Положение усугублялось произволом властей, не дававших визы малолетнему сыну Тарковского и матери его жены: только вмешательство Горбачева, только-только занявшего пост генсека ЦК партии, разрешило проблему. Правда, было уже поздно: семья воссоединилась накануне смерти Тарковского – от рака легких.

Между тем – щекотливый момент – завещание Тарковского, написанное собственноручно, противоречат всем нашим домыслам о его – пусть и духовном – «патриотизме». И хотя в книгах, изданных посмертно и посвященных воспоминаниям о Тарковском, осторожно упоминается, что, мол, он ненавидел не свою страну, а партноменклатуру, сам он ясно и недвусмысленно пишет: «Ни живым, ни мертвым я не хочу возвращаться в страну, которая причинила мне и мои близким столько боли, страданий, унижений».

И – уже в другом месте – «полный расчет с материализмом и со своей родиной». Решение окончательное и пересмотру, ревизии не подлежащее…

Однако пленка, запечатлевшая последнюю пресс-конференцию Тарковского перед отъездом, где он должен произнести (или не произнести) роковые слова о своем решении остаться на Западе, демонстрирует другое: Тарковский без конца хватает микрофон, потом выпускает его из рук, выбегает из зала и вновь прибегает… То есть – не может решиться на окончательный разрыв, что в те времена означало «малую смерть», вечное изгнание.

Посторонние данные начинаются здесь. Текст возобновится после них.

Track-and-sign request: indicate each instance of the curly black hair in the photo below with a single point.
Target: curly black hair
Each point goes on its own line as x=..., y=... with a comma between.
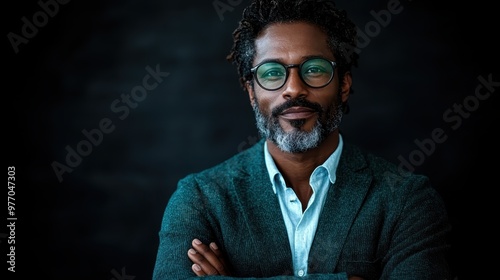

И здесь на ум приходят две известные цитаты: лермонтовское «люблю Отчизну я, но странною любовью» и набоковское – «Отвяжись, я тебя умоляю…», обращенное не к привязчивой дамочке, как думают некоторые, а к России, что преследовала писателя в ностальгических снах и видениях. Там дальше есть еще такие строки:

(Отвяжись, я тебя умоляю!)

Вечер страшен, гул жизни затих.

Я беспомощен. Я умираю

от слепых наплываний твоих.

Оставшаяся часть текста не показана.